Shooting into the sun is not a great way to get much detail, but this worked fairly well. The sundog is a little to the left of the sun (about 22°, exactly where it should be). The small, bright blue dot further to the left and down a little is apparently an artifact of the lens of my iPhone.
I haven’t seen quite this many contrails at one time around here. We are close to some flight paths to the Atlanta airport, so airliners often fly overhead. Delta flies almost directly over our house on the Huntsville-Atlanta route; I once actually saw our old house from a Huntsville-Atlanta leg on my way out to California. Contrails usually dissipate before many more planes fly over, but not Saturday morning.

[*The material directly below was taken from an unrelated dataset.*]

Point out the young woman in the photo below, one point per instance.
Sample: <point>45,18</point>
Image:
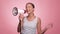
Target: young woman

This sundog was a little higher in the sky than one usually sees. They are fairly common if you know when and where to look, usually seen in early morning or late afternoon, fairly close to the horizon. They are usually formed by plate-shaped ice crystals, which tend to orient themselves horizontally as they fall through the atmosphere. The sun’s rays have to pass through them edgewise to form the partial 22° halo, of which the sundog is a part. In order to see them at higher sun elevations, the crystals have to be column-shaped so that they have random orientations as they fall. If the ice crystals are randomly oriented at least some fraction will be at the right orientation to let sunlight pass through them so that a sundog will be visible. And so it was last Saturday.
I love looking out our windows.
Always love a sky with a sundog. We’ve had so much rain here that the only blue skies I get to see are on friends’ blog posts. Thank you for this!
Robin — Blue skies have been kind of rare here, too. Of course, we are not supposed to complain about cloudy skies since we need so much rain.